If we added a new receipt to the sample, $$$\hat{a}$$$ and $$$\hat{b}$$$ ̂ would vary somewhat, even if your consumer behavior didn’t change (that is, even if $$$a$$$ and $$$b$$$ “didn’t move”).

How do we estimate $$$a$$$ and $$$b$$$ in the code?

See below. The code here is a little complicated, but remember that line 6 creates the variables a and b that contain the estimates.

import statsmodels.api as sm

Y = groceries['amount']
X = groceries[['wait']]
X = X.copy() # X will be modified, so a copy is created
X['intercept'] = 1.
result = sm.OLS(Y, X).fit() # OLS = Ordinary Least Squares 
a,b = result.params['wait'],result.params['intercept']

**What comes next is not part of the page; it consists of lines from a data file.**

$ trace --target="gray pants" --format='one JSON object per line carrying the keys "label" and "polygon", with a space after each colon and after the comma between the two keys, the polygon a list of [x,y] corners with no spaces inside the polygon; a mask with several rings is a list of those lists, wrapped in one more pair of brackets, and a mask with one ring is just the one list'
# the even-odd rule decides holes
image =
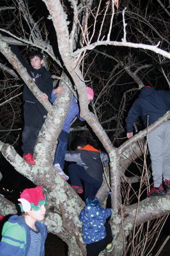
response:
{"label": "gray pants", "polygon": [[155,187],[170,179],[170,120],[148,134],[148,145],[151,160]]}

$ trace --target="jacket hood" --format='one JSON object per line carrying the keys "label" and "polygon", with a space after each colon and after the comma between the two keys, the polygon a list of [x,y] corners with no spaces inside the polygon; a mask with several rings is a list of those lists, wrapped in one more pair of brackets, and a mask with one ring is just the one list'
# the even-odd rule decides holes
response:
{"label": "jacket hood", "polygon": [[11,222],[12,223],[19,222],[20,224],[26,225],[24,218],[22,216],[19,216],[19,215],[12,215],[9,218],[8,221]]}
{"label": "jacket hood", "polygon": [[153,87],[144,87],[139,93],[139,98],[145,98],[155,91],[155,90]]}
{"label": "jacket hood", "polygon": [[89,219],[96,218],[98,216],[100,212],[100,207],[94,206],[86,206],[84,207],[85,215]]}

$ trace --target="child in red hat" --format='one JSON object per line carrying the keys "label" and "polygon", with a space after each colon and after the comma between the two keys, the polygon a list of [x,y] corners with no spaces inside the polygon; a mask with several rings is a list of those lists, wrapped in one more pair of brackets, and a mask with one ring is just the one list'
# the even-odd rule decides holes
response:
{"label": "child in red hat", "polygon": [[39,221],[44,219],[47,202],[42,187],[24,189],[18,200],[23,214],[13,215],[4,223],[0,255],[44,256],[47,228]]}

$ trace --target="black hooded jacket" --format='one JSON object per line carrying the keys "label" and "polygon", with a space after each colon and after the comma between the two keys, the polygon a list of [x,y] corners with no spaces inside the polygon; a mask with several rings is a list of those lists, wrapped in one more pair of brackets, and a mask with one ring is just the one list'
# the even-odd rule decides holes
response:
{"label": "black hooded jacket", "polygon": [[[13,52],[15,53],[19,60],[26,68],[27,72],[33,78],[38,88],[43,93],[47,94],[49,100],[50,99],[51,92],[53,88],[50,73],[47,70],[45,67],[42,67],[38,69],[33,68],[31,65],[29,65],[27,61],[22,58],[17,45],[11,45],[10,47]],[[26,85],[24,85],[24,86],[23,100],[24,101],[28,100],[33,102],[39,102],[38,99],[35,97],[33,93]]]}
{"label": "black hooded jacket", "polygon": [[[132,132],[134,124],[141,116],[145,127],[154,123],[170,109],[170,90],[142,88],[126,118],[127,132]],[[147,118],[148,116],[148,118]]]}

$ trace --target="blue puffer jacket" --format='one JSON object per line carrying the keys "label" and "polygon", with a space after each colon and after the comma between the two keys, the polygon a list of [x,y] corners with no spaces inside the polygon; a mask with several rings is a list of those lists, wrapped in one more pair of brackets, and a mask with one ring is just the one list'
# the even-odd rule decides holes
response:
{"label": "blue puffer jacket", "polygon": [[82,238],[85,244],[91,244],[103,239],[105,236],[105,220],[112,214],[110,208],[86,206],[79,218],[82,222]]}
{"label": "blue puffer jacket", "polygon": [[154,123],[170,109],[170,90],[156,90],[152,87],[142,88],[139,97],[134,102],[126,118],[127,132],[132,132],[134,124],[139,116],[144,125]]}
{"label": "blue puffer jacket", "polygon": [[[44,256],[44,243],[47,235],[47,226],[38,221],[36,221],[35,225],[41,234],[40,256]],[[31,243],[30,228],[22,216],[18,215],[11,216],[3,226],[2,235],[2,240],[0,242],[1,256],[27,255]]]}

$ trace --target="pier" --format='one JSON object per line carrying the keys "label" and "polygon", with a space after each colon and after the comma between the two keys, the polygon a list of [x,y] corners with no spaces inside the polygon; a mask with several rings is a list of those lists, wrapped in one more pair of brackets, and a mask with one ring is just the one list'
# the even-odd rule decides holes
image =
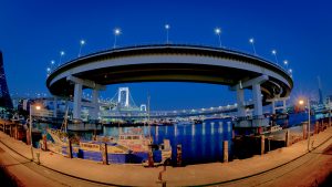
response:
{"label": "pier", "polygon": [[[281,184],[282,186],[287,184],[290,186],[297,184],[299,186],[301,184],[314,184],[318,178],[314,176],[315,172],[312,170],[313,166],[320,166],[329,160],[331,162],[331,156],[324,155],[323,153],[328,152],[329,147],[331,149],[332,128],[326,126],[326,128],[319,134],[313,133],[311,141],[310,152],[307,149],[308,141],[303,139],[263,155],[257,155],[248,159],[235,159],[227,164],[210,163],[179,168],[167,167],[166,172],[163,173],[163,179],[167,186],[200,186],[206,184],[236,184],[237,186],[246,186],[248,184],[260,185],[264,183],[277,186]],[[27,162],[31,158],[29,146],[22,144],[20,141],[13,139],[3,132],[0,133],[0,148],[3,149],[3,152],[0,153],[0,158],[3,158],[3,156],[8,154],[15,155],[14,159],[1,160],[2,164],[8,162],[17,164],[10,172],[14,172],[14,168],[21,167],[20,165],[22,165],[24,160]],[[39,175],[35,177],[37,181],[34,183],[37,184],[45,185],[50,183],[55,186],[61,186],[63,181],[68,185],[89,181],[94,185],[159,186],[159,167],[147,169],[142,165],[101,165],[84,159],[69,159],[61,155],[37,148],[34,148],[34,152],[40,154],[40,165],[38,166],[31,163],[27,165],[25,170],[37,170],[35,175]],[[332,169],[331,165],[329,167],[320,172],[320,175],[328,175],[329,169]],[[48,173],[50,174],[55,172],[55,174],[54,176],[48,175],[51,177],[51,180],[41,179],[43,176],[39,174],[38,170],[40,169],[49,170]],[[307,174],[308,169],[312,172],[311,177],[299,179],[298,177],[303,173]],[[14,175],[18,179],[29,184],[28,178],[22,175],[24,169],[15,170]],[[126,177],[124,177],[124,174]],[[61,178],[64,178],[64,180],[60,181],[56,179],[59,176],[62,176]],[[284,178],[288,178],[288,180],[283,180]]]}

To display the line, proceed as follows:

plt.plot(groceries.wait,groceries.amount, "o")
plt.plot(np.arange(15),[a*x+b for x in np.arange(15)])
plt.xlabel("wait")
plt.ylabel("amount")
plt.show()

Line 1 displays the scatter plot.

On line 2, np.arange creates a list of whole numbers from 0 to 14: [0,1,2,3,4,5,6,7,8,9,10,11,12,13,14] .

We place this list on the X-axis. We calculate the ordinates for each of these 15 values using the formula y=ax+b: [a*x+b for x in np.arange(15)] . In so doing, we create a series of points, all of which line up around the straight line of the equation y=ax+b. Line 2 displays all of these points, arranging them in a nice little line!